I was reading these “principles” from some law that among other things is freaking-out the privacy/encryption folks and it made me realize just how useful a general-purpose ephemeral discovery/relay service could be.
https://www.justice.gov/opa/press-release/file/1256061/download
What got me there is thinking about how these shenanigans (as I understand them) are mostly enforceable only against companies that store data for the people who are communicating. This is opposed to say systems where two hosts communicate directly, in which it doesn’t have any real teeth.
But as you know it’s hard or impossible to do that kind of communication across the Internet due to NAT/firewalls/etc.
This isn’t the first time we’ve discussed this, and it got me thinking that if there’s some sort of standard for on-demand rendezvous points where two hosts could find eachother and then either connect directly (or if that’s not possible, relay data through a proxy it would be useful for all sorts of applications.
This assumes that the relay is reachable from anywhere, and that it only channels data and never stores anything, which requires deliberate effort.
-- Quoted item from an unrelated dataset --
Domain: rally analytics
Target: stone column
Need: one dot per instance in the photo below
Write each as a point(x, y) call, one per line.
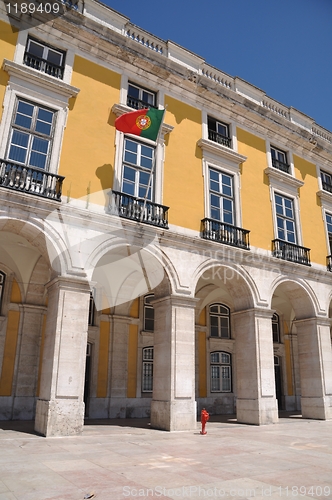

I know of application-specific implementations of such things like TURN/STUN in telephony, or Syncthing relay servers but I’m not aware of anything more generic. These also tend to entangle encryption/etc. into their design and I think that it would be better to leave that to the client because it reduces overhead and in any secure communications system you’re going to have to encrypt/decrypt at the endpoints anyway.
Im going to do some research to see if something like this already exists. If it doesn’t, or if what I find doesn’t meet my requirements, I’m going to experiment with designing & building such a thing.